Le festival Lumière 2010 s’est ouvert hier soir. Après que l’ensemble des invités sur scène, dans une douce cacophonie, ait tenté en vain de le déclarer d’un seul élan, c’est la salle entière, remplie de presque 4000 spectateurs, qui d’un éclat de voix massif et quelque peu effrayant par son unité a inauguré le festival.Le discours introductif de Thierry Frémaux (maître de cérémonie) a présenté le contenu du festival, s’adjoignant d’extraits de films montés pour exprimer l’enthousiasme de l’événement. Accompagné ensuite des célébrités venues prêter prestige au festival, Thierry Frémaux a accueilli de grands noms à la Halle Tony Garnier, parmi lesquels Agnès Varda (décidément de tous les festivals), Juliette Binoche, Elia Suleiman, Gustave Kervern, Benoît Delépine, Xavier Beauvois, Bertrand Bonello, Pierre Lhomme. Au-delà, les trois plus grands artistes conviés furent indéniablement Stanley Donen (vieux briscard et rare dernier monument de l’âge d’or hollywoodien), Jim Harrison (grand auteur du Sud états-unien, de la trempe d’un Faulkner) et Helmut Berger (inoubliable Ludwig, véritable « icône viscontienne », retiré de sa retraite l’espace du festival). Tous ces noms et plus encore, plus populaires, plus glamours, vinrent, sinon assister au festival, au moins en soutenir l’existence. La crème du cinéma actuel, sous la tutelle d’Alain Corneau et de Claude Chabrol –auxquels le festival est dédié-, a donc répondu présent pour faire ressurgir, sur le mode majeur, le « cinéma de patrimoine » (quelle vilaine expression !).
Mais rien n’est venu exprimer avec autant de sincérité que la montée sur scène de Stanley Donen, acclamé par cinq minutes de standing ovation, les yeux humides derrière ses lunettes fumées. Âgé de 86 ans, l’auteur mondialement renommé pour Un jour à New York, Drôle de frimousse, Indiscret, Charade et Voyage à deux a présenté le film que l’Histoire du cinéma (celle des classements) a reconnu comme son chef-d’œuvre.

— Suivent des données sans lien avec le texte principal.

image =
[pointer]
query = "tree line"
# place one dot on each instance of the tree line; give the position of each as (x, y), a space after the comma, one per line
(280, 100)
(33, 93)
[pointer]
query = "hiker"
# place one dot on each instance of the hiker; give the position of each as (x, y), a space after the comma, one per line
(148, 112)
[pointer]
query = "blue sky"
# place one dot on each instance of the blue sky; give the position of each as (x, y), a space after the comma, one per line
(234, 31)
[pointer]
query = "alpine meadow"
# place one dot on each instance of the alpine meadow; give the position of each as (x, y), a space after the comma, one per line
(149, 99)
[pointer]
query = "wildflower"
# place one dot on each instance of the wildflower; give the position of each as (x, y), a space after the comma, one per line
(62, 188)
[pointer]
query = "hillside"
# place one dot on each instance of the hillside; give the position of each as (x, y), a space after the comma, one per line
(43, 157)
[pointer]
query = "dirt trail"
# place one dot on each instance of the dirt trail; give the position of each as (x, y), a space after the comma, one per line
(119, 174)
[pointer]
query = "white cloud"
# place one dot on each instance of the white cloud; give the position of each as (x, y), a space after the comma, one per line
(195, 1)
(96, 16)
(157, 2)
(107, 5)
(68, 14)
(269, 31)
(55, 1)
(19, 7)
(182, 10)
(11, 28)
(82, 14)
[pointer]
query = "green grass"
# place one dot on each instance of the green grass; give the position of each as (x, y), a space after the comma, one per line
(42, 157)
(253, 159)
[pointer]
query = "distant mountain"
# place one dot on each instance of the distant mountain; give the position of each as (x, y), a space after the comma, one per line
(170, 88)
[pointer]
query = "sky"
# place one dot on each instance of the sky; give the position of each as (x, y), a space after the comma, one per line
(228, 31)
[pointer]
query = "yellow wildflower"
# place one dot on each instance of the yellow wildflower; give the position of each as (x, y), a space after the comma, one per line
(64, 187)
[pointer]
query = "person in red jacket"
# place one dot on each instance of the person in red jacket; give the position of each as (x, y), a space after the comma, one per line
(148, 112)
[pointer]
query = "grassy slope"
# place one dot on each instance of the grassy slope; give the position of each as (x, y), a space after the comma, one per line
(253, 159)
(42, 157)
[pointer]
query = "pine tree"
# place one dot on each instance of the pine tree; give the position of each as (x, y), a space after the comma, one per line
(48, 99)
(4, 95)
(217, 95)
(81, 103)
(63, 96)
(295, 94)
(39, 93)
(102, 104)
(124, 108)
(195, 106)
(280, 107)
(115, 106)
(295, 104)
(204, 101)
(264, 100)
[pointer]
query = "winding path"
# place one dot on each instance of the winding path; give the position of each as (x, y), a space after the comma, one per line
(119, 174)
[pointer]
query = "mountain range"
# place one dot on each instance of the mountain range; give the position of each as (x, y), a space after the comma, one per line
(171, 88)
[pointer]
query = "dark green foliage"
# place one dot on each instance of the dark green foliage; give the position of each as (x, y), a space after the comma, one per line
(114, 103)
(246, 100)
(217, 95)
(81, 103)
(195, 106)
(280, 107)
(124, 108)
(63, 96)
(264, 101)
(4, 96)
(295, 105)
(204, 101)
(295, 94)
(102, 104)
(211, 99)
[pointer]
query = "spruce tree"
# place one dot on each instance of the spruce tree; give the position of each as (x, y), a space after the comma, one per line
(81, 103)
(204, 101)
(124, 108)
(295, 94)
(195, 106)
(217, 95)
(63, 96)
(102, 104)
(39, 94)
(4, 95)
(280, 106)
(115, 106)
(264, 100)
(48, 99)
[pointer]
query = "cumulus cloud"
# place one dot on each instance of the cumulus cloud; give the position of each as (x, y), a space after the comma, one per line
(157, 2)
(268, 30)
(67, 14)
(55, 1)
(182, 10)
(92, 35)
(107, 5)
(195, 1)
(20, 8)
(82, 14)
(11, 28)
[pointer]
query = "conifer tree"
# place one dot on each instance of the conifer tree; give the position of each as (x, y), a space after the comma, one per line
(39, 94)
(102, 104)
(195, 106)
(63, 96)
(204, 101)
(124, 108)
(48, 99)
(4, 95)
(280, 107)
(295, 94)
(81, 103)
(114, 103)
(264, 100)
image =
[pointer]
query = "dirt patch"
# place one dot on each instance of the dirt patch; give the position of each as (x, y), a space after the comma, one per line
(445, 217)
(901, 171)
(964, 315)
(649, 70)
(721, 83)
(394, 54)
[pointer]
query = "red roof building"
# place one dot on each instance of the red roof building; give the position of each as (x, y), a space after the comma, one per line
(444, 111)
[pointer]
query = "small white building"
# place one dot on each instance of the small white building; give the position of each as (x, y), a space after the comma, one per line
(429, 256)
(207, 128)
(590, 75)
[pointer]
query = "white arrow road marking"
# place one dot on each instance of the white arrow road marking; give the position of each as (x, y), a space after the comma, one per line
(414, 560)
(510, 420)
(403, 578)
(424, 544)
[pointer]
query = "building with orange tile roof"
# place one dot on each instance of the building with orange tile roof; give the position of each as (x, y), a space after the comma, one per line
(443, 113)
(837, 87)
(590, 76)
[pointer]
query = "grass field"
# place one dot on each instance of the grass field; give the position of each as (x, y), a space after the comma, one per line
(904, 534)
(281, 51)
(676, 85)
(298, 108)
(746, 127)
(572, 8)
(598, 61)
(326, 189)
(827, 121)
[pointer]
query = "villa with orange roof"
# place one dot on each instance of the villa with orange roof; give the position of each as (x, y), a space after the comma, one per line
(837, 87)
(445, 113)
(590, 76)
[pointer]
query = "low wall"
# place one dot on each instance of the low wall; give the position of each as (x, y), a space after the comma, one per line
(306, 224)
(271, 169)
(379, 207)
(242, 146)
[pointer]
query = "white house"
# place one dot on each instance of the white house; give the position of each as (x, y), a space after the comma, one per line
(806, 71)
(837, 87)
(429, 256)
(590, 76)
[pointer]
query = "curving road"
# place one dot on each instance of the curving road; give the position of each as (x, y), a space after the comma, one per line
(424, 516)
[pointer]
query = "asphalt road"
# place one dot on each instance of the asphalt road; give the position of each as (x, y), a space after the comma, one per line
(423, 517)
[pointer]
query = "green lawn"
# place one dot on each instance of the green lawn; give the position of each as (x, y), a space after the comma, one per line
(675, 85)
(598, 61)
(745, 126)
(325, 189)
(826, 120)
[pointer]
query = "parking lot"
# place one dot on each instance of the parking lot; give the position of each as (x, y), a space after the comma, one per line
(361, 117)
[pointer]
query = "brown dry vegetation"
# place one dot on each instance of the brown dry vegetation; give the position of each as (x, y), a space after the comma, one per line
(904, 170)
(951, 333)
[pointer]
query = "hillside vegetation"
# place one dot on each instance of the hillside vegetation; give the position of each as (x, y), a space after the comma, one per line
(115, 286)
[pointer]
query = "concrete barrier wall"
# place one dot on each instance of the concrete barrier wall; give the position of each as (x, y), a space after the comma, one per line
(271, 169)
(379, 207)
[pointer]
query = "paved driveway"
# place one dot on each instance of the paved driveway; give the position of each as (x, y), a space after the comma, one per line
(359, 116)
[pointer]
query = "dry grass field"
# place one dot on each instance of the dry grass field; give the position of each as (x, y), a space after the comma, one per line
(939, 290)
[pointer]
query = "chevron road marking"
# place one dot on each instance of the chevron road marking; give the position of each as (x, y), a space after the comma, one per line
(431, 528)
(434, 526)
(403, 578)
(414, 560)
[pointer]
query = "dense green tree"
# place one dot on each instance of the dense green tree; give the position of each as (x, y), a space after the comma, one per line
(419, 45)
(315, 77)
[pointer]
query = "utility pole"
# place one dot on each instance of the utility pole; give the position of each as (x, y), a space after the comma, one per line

Qu’y aurait-il aujourd’hui à écrire de singulier sur Singin’ in the rain ? Pérorer et fantasmer sur l’éternelle beauté des jambes de Cyd Charisse ? Analyser la sympathie invulnérable des visages de Gene Kelly, Donald O’Connor et Debbie Reynolds ? Louer l’indémodable entrain dégagé par les chansons de Lennie Hayton ? Autant de fétichisme de cinéphile qui ne dit rien de l’incroyable intelligence du film. Car qu’est-ce que Singin’ in the rain, sinon un film dont le récit retrace la généalogie de sa propre création ? Un film parfait pour représenter le geste rétrospectif du festival Lumière, où passé et présent se confondent. Œuvre totale de majors (avec tout le respect des codes du genre que cela implique) et en même temps récit brechtien (avec son lot de distanciation réflexif), Singin’ in the rain est un des produis hollywoodiens qui accomplit le mieux le vœu mondialiste : satisfaire les publics et les esprits les plus divers. Parmi les plus belles et les plus éloquentes séquences du film, hormis les épisodes chantées-dansées (à chaque fois applaudis par un public entièrement séduit), celle où la voix de Lina Lamont (Jean Hagen) est doublée par Kathy Selden (Debbie Reynolds). Le trucage se déroule en premier lieu dans une salle de doublage. L’écran projette la prise de vue pendant que Kathy la double par synchronisation labiale. Connaissant le procédé, nous ne pouvons pas raccorder mentalement la voix de Kathy au corps de Lina Lamont. Puis dans un fondu, l’image de la salle de doublage devient celle de la salle de cinéma où le film est projeté officiellement devant un parterre de spectateurs. Et –magie !-, confus, nous sommes soudain persuadés, comme le spectateur dans le film, que la voix de Kathy ne peut définitivement être que celle de Lina Lamont. En même temps qu’ils dévoilent et critiquent l’envers du décor, Donen et Kelly réussissent à ne pas faner l’illusion du spectacle. Un film sur l’histoire de son existence qui vaut pleinement comme un spectacle en soi. Ce n’est pas trop d’écrire ça : le film conjoint le marxisme au musical. Avec une telle oeuvre, Lumière 2010 ne prend pas de risque (Singin’ in the rain : le succès assuré) mais propose une entrée en matière d’une beauté égale à l’intelligence du propos.